President Trump has gone forward with a new initiative that will make life harder for millions of immigrants and their families. In what The New York Times describes as a "major shift" in policy, the administration has made millions of individuals newly vulnerable to arrest and deportation.

Until last week, agents with Immigration and Customs Enforcement (ICE) -- the government entity charged with carrying out deportations -- prioritized the removal of undocumented immigrants convicted of serious crimes. Under the new policy, however, ICE agents are under orders to remove "anyone convicted of any criminal offense." The policy also broadens the program for expedited removals. What this means is that many individuals are now subject to immediate deportation with minimal due process.
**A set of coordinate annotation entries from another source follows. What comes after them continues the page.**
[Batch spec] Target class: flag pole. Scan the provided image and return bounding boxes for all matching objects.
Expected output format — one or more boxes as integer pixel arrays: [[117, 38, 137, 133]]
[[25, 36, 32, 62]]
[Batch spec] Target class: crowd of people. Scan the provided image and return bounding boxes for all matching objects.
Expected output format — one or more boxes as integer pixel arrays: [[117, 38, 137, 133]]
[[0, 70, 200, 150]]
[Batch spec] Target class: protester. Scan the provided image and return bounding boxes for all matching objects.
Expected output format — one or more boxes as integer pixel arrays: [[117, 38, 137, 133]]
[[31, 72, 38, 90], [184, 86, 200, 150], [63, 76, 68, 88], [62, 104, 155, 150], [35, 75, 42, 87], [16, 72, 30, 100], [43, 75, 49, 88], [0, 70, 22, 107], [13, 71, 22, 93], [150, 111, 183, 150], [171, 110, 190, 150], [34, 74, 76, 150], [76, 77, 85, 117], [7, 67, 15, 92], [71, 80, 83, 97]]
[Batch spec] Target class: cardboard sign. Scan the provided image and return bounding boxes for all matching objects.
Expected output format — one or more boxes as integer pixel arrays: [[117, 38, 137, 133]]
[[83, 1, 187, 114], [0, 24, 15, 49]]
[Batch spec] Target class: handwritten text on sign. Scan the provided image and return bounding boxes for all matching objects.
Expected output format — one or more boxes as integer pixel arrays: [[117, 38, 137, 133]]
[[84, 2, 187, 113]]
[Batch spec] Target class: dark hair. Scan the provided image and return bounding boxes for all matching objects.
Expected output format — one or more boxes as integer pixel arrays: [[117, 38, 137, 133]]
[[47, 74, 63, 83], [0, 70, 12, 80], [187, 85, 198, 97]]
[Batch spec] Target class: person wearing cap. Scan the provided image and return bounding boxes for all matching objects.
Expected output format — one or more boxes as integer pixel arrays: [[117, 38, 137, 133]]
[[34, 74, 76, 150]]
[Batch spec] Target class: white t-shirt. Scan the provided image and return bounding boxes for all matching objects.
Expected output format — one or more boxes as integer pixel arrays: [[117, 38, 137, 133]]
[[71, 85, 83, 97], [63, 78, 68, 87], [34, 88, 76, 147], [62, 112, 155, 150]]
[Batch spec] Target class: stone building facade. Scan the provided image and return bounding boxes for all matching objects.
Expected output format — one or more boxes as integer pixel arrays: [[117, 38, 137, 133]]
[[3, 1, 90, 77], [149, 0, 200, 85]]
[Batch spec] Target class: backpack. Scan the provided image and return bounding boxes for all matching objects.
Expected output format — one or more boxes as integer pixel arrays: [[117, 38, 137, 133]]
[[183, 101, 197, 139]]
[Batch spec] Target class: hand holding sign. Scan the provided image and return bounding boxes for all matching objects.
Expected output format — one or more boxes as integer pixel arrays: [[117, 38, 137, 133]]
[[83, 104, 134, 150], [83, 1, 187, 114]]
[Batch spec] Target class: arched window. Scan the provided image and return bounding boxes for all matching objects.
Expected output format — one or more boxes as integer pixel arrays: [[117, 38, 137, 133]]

What to do during confrontations with ICE agents

The initiative faces a great deal of resistance. Several states are fighting back against the administration. Likewise, a number of cities have said they will not to let their police departments cooperate with the ICE. In Texas and New Mexico, however, undocumented immigrants may find themselves targeted aggressively.

The American Civil Liberties Union (ACLU) has published a set of tips for undocumented immigrants, to help them protect themselves during interactions with ICE. If, for example, an ICE agent shows up at one's door, it is important - and legal - to:

  • Keep the door closed
  • Refuse entry to an agent unless s/he shows a judicial search or arrest warrant
  • Ask for an interpreter, if one is needed
  • Make sure that any warrant is signed by a judge (a warrant signed by an ICE officer is not valid)
  • Do not lie or present any false documents
  • Do not sign anything unless you consult with a lawyer first

In the event that an ICE agent forces his or her way into the home, the individual should not resist. The ACLU notes that it is best simply to state, "I do not consent to your entry or to your search of these premises. I am exercising my right to remain silent. I wish to speak with a lawyer as soon as possible." 

Immigration laws will be "enforced to the maximum extent"

The administration has announced plans to hire 10,000 new ICE agents. Officials have already noted that they intend to "aggressively follow Mr. Trump's promise that immigration laws be enforced to the maximum extent."

But the law is still the law. It can protect as well as punish. With proper legal representation, and the right community resources, undocumented immigrants and workers may yet be able to remain.